Aparecem fotos recentes de tenista chinesa desaparecida

19/11/2021


Shuai Peng não foi mais vista após denunciar abuso sexual



Em meio a uma pressão internacional de autoridades e diversos nomes do esporte, o caso da tenista Shuai Peng, que desapareceu depois de denunciar abuso sexual sofrido por um ex-líder do governo chinês, ganhou mais um capítulo nesta sexta-feira. Nas redes sociais, o jornalista local Shen Shiwei, que se apresenta como analista de participações no exterior da China, divulgou supostas fotos recentes da atleta em um momento de descontração com bichos de pelúcia e desejando um feliz final de semana.


Na publicação, o jornalista afirmou que as três fotos teriam sido compartilhadas por uma amiga da tenista por meio do aplicativo de mensagens WeChat. A autenticidade das imagens, no entanto, é mais uma interrogação em meio a uma série de informações duvidosas divulgadas pelo governo chinês.
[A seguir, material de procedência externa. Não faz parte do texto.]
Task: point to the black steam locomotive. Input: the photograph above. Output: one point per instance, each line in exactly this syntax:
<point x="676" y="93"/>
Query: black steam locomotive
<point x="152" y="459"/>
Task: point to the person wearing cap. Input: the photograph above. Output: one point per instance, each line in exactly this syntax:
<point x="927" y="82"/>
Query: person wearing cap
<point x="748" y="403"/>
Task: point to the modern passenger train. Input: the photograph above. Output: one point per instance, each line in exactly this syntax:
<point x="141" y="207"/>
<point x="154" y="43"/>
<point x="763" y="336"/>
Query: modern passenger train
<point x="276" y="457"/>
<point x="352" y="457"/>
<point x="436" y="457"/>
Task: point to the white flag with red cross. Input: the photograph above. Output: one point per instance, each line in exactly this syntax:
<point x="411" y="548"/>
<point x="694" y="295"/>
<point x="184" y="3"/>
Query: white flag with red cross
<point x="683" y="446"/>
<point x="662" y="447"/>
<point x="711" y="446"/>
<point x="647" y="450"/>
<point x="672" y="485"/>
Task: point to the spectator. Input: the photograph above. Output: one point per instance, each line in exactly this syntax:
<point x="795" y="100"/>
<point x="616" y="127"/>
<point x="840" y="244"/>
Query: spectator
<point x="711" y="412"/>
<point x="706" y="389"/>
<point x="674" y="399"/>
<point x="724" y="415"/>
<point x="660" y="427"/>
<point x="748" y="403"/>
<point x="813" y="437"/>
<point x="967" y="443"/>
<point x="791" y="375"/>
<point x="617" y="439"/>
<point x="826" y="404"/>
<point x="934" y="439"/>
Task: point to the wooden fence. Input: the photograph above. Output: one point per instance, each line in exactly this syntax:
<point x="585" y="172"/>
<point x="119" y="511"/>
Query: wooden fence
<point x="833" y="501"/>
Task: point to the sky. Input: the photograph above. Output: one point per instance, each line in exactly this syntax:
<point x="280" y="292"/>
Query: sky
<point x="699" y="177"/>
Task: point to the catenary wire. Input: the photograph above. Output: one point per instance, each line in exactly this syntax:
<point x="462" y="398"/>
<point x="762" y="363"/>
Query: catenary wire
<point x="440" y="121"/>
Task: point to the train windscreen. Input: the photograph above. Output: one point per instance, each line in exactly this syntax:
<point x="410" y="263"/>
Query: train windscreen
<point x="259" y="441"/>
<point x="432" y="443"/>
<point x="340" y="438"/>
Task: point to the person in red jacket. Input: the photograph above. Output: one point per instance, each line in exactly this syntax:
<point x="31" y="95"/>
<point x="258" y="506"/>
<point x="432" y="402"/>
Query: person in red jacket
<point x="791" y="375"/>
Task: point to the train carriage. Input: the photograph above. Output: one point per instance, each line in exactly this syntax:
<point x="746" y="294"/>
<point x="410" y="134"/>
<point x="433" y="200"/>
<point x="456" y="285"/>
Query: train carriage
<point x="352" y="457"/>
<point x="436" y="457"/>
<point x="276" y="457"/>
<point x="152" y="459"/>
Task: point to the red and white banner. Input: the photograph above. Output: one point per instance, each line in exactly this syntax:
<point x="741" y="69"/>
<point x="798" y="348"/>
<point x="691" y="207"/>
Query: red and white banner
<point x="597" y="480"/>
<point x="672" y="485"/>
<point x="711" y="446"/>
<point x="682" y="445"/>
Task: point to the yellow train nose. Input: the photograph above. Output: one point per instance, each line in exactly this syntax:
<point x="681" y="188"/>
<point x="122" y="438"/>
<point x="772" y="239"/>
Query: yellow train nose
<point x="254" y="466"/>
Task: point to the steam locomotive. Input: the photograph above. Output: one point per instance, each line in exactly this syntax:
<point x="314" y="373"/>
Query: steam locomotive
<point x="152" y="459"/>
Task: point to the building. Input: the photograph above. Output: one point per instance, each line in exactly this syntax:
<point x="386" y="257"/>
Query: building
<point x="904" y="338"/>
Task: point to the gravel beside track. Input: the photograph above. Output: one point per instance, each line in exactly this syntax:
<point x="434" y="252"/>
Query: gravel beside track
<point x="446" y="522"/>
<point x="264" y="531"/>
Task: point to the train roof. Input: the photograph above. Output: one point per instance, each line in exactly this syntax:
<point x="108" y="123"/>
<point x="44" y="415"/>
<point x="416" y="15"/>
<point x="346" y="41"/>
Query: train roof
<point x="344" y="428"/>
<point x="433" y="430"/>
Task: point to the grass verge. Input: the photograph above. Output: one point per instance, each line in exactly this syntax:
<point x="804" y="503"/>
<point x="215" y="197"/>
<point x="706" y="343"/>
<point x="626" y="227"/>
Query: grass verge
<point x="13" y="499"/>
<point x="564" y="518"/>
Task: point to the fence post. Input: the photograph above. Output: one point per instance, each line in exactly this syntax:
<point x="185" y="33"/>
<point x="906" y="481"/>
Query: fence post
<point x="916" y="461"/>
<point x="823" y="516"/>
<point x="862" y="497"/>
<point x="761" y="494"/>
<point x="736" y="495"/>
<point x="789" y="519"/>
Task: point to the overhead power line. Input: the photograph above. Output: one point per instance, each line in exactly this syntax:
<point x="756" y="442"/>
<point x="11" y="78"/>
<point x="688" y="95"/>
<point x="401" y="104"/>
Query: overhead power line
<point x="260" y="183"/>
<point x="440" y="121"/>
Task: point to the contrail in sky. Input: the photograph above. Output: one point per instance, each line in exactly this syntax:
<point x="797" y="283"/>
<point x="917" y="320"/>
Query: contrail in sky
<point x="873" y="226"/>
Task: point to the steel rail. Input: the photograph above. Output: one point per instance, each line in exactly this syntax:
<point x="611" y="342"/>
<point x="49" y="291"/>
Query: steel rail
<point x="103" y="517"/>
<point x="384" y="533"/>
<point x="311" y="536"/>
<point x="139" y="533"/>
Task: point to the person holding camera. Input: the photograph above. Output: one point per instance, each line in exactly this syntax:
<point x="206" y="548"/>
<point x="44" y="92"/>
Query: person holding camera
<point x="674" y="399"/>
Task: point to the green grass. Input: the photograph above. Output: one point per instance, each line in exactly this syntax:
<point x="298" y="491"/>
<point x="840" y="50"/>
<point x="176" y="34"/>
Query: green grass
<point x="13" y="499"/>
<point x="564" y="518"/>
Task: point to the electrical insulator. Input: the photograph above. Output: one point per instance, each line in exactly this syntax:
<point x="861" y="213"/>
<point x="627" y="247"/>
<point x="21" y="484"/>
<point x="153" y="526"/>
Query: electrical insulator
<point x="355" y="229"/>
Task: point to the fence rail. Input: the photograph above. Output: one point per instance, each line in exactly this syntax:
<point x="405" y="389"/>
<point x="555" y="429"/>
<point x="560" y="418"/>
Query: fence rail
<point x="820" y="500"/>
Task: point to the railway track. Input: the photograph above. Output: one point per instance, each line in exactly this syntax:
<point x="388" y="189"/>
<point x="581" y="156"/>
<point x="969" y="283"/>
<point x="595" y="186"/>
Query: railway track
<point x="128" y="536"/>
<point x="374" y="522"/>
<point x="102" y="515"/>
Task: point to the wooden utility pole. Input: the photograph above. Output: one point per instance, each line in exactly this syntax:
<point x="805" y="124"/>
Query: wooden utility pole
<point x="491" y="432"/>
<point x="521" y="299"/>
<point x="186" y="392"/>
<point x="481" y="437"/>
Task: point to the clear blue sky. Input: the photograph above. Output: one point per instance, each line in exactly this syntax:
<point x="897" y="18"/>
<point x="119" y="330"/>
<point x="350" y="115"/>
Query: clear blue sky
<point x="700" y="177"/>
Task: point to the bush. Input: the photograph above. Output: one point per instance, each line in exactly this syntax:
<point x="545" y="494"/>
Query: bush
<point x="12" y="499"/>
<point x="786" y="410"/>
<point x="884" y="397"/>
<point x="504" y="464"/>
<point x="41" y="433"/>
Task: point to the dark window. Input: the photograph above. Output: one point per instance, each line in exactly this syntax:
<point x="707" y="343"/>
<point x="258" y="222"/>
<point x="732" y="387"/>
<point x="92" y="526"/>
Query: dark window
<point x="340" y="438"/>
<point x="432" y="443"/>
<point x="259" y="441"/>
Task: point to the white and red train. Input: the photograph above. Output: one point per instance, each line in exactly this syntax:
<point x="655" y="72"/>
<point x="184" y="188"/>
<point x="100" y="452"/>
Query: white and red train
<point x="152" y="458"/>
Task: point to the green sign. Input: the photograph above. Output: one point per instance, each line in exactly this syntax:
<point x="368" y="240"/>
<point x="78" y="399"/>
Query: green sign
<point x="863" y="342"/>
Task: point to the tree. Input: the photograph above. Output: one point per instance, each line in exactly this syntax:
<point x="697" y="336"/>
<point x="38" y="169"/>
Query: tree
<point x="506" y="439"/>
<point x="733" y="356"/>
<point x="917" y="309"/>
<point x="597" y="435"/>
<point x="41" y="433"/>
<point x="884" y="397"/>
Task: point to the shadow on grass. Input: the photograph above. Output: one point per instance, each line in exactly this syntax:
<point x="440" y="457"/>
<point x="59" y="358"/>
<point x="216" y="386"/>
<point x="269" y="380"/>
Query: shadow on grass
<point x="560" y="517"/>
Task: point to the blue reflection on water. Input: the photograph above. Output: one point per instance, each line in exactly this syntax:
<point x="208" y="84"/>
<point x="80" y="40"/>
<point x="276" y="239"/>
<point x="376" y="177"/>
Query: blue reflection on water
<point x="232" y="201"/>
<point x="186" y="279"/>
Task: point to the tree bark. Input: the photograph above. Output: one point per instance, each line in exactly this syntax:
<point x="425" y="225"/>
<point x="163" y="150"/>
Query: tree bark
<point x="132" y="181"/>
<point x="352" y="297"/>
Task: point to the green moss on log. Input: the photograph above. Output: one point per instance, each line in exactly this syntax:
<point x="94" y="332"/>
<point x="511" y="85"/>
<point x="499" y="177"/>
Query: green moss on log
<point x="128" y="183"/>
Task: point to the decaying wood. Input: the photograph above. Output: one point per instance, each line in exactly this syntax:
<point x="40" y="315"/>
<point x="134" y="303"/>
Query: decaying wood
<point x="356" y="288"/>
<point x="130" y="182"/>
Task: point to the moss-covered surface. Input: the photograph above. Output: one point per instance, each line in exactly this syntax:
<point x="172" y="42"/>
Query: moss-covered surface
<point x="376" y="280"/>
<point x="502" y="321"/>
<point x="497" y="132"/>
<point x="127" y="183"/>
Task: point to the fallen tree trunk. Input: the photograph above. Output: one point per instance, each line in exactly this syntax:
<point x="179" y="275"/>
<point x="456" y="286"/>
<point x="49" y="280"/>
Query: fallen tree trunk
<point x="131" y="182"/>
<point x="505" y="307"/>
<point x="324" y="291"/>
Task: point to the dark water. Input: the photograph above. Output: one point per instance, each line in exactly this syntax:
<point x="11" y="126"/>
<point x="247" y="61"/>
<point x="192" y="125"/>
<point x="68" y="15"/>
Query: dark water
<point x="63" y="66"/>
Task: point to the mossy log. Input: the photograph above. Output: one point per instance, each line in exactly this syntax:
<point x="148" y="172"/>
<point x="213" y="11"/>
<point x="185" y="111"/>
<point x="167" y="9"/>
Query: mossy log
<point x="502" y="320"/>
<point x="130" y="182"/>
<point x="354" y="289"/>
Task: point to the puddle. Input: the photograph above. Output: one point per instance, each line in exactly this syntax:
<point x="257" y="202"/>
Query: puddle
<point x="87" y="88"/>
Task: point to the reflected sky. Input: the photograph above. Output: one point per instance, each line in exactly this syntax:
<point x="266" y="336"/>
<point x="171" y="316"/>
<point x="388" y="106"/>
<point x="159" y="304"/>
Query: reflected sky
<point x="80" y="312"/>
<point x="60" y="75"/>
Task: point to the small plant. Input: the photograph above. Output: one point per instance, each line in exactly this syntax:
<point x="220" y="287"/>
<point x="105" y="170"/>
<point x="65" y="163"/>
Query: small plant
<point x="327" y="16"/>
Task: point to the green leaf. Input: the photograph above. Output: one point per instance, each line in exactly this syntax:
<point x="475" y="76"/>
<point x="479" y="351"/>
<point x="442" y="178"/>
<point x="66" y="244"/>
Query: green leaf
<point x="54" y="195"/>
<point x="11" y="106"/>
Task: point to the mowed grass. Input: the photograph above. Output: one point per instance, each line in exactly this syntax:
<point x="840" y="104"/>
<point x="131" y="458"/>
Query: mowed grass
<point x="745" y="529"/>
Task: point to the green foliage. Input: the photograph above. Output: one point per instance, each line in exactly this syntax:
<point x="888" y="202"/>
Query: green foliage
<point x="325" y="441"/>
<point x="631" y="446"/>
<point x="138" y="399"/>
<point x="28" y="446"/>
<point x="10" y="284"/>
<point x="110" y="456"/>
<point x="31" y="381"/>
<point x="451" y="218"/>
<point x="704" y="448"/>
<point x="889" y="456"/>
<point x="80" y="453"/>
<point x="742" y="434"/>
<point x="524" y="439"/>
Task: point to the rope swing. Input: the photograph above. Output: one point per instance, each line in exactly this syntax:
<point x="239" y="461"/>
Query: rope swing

Essa semana, a mídia estatal chinesa divulgou o print de um e-mail supostamente escrito por Peng Shuai dizendo estar bem. O comunicado, no entanto, foi rechaçado por autoridades mundiais, incluindo o CEO da WTA (Associação de Tênis Feminino), Steve Simon, que emitiu um comunicado afirmando duvidar que a mensagem tivesse sido redigida pela atleta.


"Tenho dificuldade em acreditar que Shuai Peng realmente escreveu o e-mail que recebemos ou de acreditar no que está sendo atribuído a ela. Shuai Peng demonstrou uma coragem incrível ao descrever uma alegação de agressão sexual contra um ex-alto funcionário do governo chinês. A WTA e o resto do mundo precisam de uma prova independente e verificável de que ela está segura”, escreveu Steve Simon.


O presidente da WTA ainda contou ter tentado entrar em contato com a atleta repetidas vezes, sem sucesso, e defendeu o direito da tenista de falar "livremente, sem coerção ou intimidação de qualquer fonte". Nesta sexta-feira, inclusive, a associação afirmou estar disposta a retirar os seus torneios da China por conta da situação envolvendo Shuai Peng.


Ex-líder do ranking mundial de duplas, a tenista de 35 anos acusou o ex-vice primeiro ministro da China, Zhang Gaoli, de estupro. A denúncia foi feita em uma rede social do país no dia 2 de novembro. No entanto, o conteúdo acabou excluído minutos depois e seu perfil bloqueado da plataforma. A atleta não foi mais vista desde então.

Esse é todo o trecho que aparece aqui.